Dünyada enerji arz güvenliğini konusunda Türkiye'nin bundan sonraki dönemde de bugün olduğu gibi mümkün olduğunca Türkiye ve bölgenin barış ve istikrarı noktasında enerjinin oynayabileceği bu önemli rolün farkında olarak her zamankinden daha çok katkı yapmak için çalışmaya devam edeceğini ifade eden Albayrak, şöyle devam etti:
"Bölgeye bugüne kadar ekonomik ve siyasi anlamda insaniyet namına yapmış olduğumuz katkıyı bu noktada da destekleyerek güçlü bir şekilde duruşumuzu pekiştireceğiz.

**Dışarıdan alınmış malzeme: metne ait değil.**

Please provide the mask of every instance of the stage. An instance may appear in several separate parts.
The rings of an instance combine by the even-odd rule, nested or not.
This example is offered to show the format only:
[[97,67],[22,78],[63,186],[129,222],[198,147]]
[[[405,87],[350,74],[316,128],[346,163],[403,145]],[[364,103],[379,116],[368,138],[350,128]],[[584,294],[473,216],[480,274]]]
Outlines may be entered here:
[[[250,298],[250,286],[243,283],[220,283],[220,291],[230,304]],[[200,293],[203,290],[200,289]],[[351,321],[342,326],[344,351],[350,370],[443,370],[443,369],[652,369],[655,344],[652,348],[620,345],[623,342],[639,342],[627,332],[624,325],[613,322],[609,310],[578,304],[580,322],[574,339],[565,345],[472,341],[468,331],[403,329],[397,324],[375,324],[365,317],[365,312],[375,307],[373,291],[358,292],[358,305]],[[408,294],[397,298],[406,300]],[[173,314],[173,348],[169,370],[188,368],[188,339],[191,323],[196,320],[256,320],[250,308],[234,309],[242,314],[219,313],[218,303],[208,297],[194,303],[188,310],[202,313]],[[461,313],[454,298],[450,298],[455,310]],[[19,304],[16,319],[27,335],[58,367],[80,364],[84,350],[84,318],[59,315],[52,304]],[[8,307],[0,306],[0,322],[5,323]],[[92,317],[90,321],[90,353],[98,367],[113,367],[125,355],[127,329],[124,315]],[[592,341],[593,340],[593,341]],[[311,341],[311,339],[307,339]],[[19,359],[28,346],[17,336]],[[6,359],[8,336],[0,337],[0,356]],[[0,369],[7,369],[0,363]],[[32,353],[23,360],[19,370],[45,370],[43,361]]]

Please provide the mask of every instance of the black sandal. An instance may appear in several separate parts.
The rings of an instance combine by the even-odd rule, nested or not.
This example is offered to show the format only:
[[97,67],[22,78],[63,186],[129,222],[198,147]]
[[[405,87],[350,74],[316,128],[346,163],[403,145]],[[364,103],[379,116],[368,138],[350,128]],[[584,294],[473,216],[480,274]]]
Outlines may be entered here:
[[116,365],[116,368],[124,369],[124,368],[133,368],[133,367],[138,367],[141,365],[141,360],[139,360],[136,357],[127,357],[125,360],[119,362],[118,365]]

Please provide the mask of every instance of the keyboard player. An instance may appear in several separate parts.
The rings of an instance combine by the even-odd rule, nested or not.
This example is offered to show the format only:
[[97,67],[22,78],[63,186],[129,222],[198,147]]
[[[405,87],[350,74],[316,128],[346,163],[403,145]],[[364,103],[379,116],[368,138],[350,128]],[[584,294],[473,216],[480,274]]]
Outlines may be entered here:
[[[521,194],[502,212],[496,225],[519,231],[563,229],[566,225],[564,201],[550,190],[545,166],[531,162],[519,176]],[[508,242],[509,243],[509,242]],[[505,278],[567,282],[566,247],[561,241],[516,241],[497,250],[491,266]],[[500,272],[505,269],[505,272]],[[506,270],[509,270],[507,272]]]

Ayinesi iştir kişinin lafa bakılmaz.15 senedir söylem ve eylem siyasetini çok başarılı gerçekleştirmiş bir iktidardan bahsediyoruz. Siyasette çok konuşulan bir konu vardır. İstanbul'dan Ankara'ya gelince fark sorulur. Özel sektörde az konuşup çok iş, Ankara'da çok konuşup az iş yapıyorsunuz. Türkiye olarak 15 yılda, Türk siyasi ikliminin ruhunu da derinden etkileyecek, felsefesini derinden etkileyecek bu söylemi tersine çevirecek birçok başarılı icraatlara imza attık. Enerji sektörü de bunlardan birisi. Piyasanın büyümesi, gelişmesi, liberalleşmesi, yabancı yatırımcıların Türkiye'ye çekilmesiyle ilgili birçok konuda stratejik ve önemli adımlar attık. Atmaya da devam edeceğiz, daha yolun başındayız. Türkiye, ekonomisiyle üst orta gelir grubunda olan, üst gelir grubunun eşiğinde olan bunu en kısa sürede aşıp bir üst lige çıkma arefesinde yasal düzenlemeleriyle, mevzuatlarıyla, yatırım ortamlarının iyileşmesiyle, demokratikleşmesiyle her geçen gün daha da güçlenerek ortaya koyan bir ülke. İktidarımızın bulunduğu süre içerisinde ruhunda olan bu felsefeyi daha da güçlendirerek devam edeceğiz. Enerji de bunlardan bir tanesi. Bugüne kadar yaptıklarımız ortadayken tabii ki iç siyaset, iç gündem noktasında da enerji politikalarında çok önemli adımlar atacağız inşallah. Bu sadece müşteri memnuniyeti özelinde vatandaşımızın memnuniyeti açısından değil, altyapı yatırımları, yeni kapasite artışları. Türkiye'nin büyümesiyle doğru orantıda olan bir enerji büyümesinden bahsediyoruz."
Türkiye ortalama yüzde 5, enerji piyasası da ortalama yüzde 4,5-5 seviyesinde büyüdüğünü belirten Bakan Albayrak, "Bu minvalde aynı noktada yer almış. Bir yandan bunu sağlamamız lazım. Bir yandan piyasaların daha şeffaflaşması, gelişmesi lazım daha öngörülebilir olması için atılması gereken adımları ciddi şekilde atmaya devam etmemiz lazım. Bunu yaparken geçmişten gelen birçok konu var. Enerji ve Tabii Kaynaklar Bakanlığı çok geniş bir bakanlık olduğu için bugüne kadar yapılanlar ötesinde çok fazlasını yapma konusunda omzumuzda çok büyük yük var. Çünkü, Türkiye bölgede sadece ve sadece bir anlamda rol model olan bir ülke değil. Demokrasisiyle, halkın devlete sisteme katkı ortaya koyacak her türlü sivil toplum iradesini ortaya koymasıyla, serbest rekabet şartlarıyla, özel sektörün yerli ve yabancı sermayenin gelip çok rahat iş yapma kapasitesiyle belki de bölgedeki ilk ve tek ülke." değerlendirmesinde bulundu.